By Anchalee Kongkrut
Bangkok, Thailand, March 28, 2016
There has always been a special bond between China and Thailand, which hosts the largest overseas Chinese community in the world. In Thai culture, the Chinese influence is easily traced, through descendants whose origins can be found in rural areas of the southern Chinese mainland, from where their ancestors fled poverty, communism and political oppression to the more hospitable environs of Thailand.
China has always been perceived as a friend — a friend indeed who never leaves a friend in need. The phrase is not just a cliche. Comrades from the mainland have proven their love. During the tom yam koong economic crisis in 1997, this friend lent the debt-ridden Thailand much-needed funds, while other friends gave it the cold shoulder.
To Thais in general, the People’s Republic is a lovely dragon. It never preached nor gave orders after the many coups. Instead it gave cuddly pandas.

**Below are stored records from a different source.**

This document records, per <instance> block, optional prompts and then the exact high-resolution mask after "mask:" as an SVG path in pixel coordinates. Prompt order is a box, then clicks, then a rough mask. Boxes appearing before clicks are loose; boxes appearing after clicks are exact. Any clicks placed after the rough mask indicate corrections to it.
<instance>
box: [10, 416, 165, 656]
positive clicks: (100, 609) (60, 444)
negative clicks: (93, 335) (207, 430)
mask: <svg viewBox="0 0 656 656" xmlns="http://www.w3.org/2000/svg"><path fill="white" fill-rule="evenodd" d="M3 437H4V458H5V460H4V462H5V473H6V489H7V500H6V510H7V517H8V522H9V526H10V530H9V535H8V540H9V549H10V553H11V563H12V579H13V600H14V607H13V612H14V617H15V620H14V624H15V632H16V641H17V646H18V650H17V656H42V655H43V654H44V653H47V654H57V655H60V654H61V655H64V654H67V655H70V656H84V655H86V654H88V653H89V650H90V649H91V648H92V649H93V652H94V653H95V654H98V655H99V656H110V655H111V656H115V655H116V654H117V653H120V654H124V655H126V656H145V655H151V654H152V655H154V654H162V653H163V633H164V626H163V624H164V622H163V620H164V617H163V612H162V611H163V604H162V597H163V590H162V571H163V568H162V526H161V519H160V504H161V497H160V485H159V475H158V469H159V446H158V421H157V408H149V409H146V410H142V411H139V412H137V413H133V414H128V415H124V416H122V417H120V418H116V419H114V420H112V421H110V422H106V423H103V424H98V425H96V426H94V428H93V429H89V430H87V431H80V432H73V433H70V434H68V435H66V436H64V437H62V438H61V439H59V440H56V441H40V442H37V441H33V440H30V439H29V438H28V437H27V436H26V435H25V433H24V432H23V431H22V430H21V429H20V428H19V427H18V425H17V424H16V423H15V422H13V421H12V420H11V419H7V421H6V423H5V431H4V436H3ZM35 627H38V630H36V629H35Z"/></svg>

Despite the close bonds between the Chinese government and the military regime, ties are showing signs of fraying at the people-to-people level. Many Thais look down on Chinese tourists and laugh at their raucous behaviour and poor manners, while showing dismay at Chinese investors opening businesses that compete with local tourism operators, at their land grabs to create and enlarge new Chinese communities. All this is triggering Sinophobia. The difference is, these richer comrades don’t care.
My personal view is that Thais are grappling with a new reality. The derailed high-speed train project shows that Beijing does not just want to provide loans and sell train technology, but needs land for development. Another concern is Chinese dams controlling Mekong River water upstream, or in the area known as Lancang. Beijing is controlling tap water for Mekong countries, where it has invested massively to turn the area into a strategic new market and investment ground.
Not so favourable in my view is news of discontent and protest among Myanmar labourers towards mining projects operated by the Chinese, and attacks on Chinese businessmen and citizens in Laos. Chinese investors are also criticised for their poor treatment of labourers in some African countries.